Give us a brief history of Dominik Scherrer - How did you start out and what do you think were the initial projects that propelled you to where you are today?
- Age 0 Born into a family of Bach fanatics. No day without a fugue or somebody singing from a motet.
- Age 6 learn recorder
- Age 8 learn flute
- Age 12 learn piano
- Age 16 I want to compose soundtracks
- Age 17 I learn all about Soviet film, as it’s the only book my library had about filmmaking
- Age 18 Saved up for a secondhand Polymoog Synthesizer.
- Age 19 I direct my own film, an ambitious adaptation of a 19th century novel, in order to be able to compose a soundtrack
- Age 20 Moved my band to Hamburg because the Beatles did well there
- Age 21 Started studying film in London
- Age 25 Compose and direct opera made for the screen starring New Wave star Lene Lovich
- Age 26 First music job: pianist at the theatre, every night. Soon I was allowed to compose for plays
- Age 30 Compose and direct another opera made for the screen, premieres at Sundance
- Age 31 Score first feature films, all arthouse films
- Age 35 more arthouse film scores
- Age 37 Score first major TV drama series, Agatha Christie’s Marple,
- Age 38 til now: more series and independent movies
As your career gained traction, do you think it has been more important to develop your own distinctive sound, or to be able to adapt to whatever comes your way?
DS: It’s the projects and soundtrack that I want to be distinctive, rather than my style. I am a strong believer in originality. It helps to connect a soundtrack with the drama and take the audience to a world where they haven’t been before. I the score is a pastiche or to clearly in a already know style, you kind of turn off the listener’s brain.

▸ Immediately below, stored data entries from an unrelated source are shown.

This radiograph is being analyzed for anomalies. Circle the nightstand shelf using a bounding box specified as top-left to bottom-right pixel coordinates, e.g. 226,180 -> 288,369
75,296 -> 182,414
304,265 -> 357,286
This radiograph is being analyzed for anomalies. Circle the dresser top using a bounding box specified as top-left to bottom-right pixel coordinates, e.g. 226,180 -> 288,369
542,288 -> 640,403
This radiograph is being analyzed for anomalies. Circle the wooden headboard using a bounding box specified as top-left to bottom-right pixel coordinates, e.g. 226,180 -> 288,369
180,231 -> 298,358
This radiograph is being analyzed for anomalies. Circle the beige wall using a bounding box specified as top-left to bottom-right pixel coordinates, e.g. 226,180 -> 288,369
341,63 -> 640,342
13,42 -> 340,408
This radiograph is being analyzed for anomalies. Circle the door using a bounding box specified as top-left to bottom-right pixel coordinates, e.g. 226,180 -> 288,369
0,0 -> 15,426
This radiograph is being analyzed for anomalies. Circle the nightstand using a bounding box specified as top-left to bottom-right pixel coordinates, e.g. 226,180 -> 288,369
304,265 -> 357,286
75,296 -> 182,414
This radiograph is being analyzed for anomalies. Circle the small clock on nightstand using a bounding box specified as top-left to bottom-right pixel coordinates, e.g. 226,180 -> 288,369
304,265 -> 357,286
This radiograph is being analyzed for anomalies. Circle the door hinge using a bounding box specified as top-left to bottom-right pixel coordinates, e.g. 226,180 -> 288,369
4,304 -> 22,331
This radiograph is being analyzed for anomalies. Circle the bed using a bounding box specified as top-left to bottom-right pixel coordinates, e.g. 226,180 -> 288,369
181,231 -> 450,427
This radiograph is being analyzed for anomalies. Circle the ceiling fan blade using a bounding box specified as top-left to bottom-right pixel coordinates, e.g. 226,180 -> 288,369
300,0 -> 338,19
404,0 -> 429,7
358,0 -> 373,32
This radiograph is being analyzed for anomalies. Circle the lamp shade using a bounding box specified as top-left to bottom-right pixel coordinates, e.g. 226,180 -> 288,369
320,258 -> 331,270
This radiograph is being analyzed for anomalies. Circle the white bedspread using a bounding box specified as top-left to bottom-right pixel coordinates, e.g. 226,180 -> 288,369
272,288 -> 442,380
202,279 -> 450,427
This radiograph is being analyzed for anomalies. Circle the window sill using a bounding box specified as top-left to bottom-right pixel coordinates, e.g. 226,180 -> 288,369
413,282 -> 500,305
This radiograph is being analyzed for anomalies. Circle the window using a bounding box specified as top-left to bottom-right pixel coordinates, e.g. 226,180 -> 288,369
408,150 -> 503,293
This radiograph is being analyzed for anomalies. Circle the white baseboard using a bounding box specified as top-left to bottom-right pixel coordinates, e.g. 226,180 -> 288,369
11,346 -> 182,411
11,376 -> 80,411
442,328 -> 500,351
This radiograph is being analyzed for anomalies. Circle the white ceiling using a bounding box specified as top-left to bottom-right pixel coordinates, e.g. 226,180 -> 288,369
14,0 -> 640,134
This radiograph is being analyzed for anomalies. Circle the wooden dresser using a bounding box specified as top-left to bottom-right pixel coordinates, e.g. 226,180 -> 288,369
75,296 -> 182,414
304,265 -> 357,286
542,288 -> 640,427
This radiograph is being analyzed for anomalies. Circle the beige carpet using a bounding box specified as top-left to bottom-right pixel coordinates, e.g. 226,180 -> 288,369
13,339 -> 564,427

Your music has played a big part in countless successful TV series. Tell us about your approach when you start writing music for a drama series, and you maintain both musical consistency and interest across multiple episodes
DS: Starting on a series is the hardest. I try and start early, normally just after the read-through, which normally happens 2 days before the shoot starts and all the actors read through the script in realtime. I gives you a good idea of timing, and also how quick a moment in your life the normal episode length of 60 minutes really is. It gives me a sense of the tempi, and the scope of themes we will need. I started to bring along manuscript paper to these read-throughs and have written down tunes while the actors are still reading from the script. Further down the line, I just take one episode at the time. They have their own flow of narrative, their own themes. It’s nice to focus on just 60 minutes and create a dramatic flow. But it never really gets easier. You just have to make these stories work.
Do you find that you gain the most inspiration listening to music from other composers, or from other interests in your life outside of music?
DS: When you’re stuck, there is nothing better than listening to Tchaikovsky, Bach etc to engage the mind. Or look at some scores. Watching a great film, or going to see the London Symphony Orchestra at the Barbican, which is very close to my studio.
What was the last piece of music that you heard that you think everyone reading this should hear?
DS: I just heard a lovely song right now on the radio: By the River by Pi Ja Ma. Not sure who this is, a new French artist I think. Soulful song with a 1960s vibe. Check it out.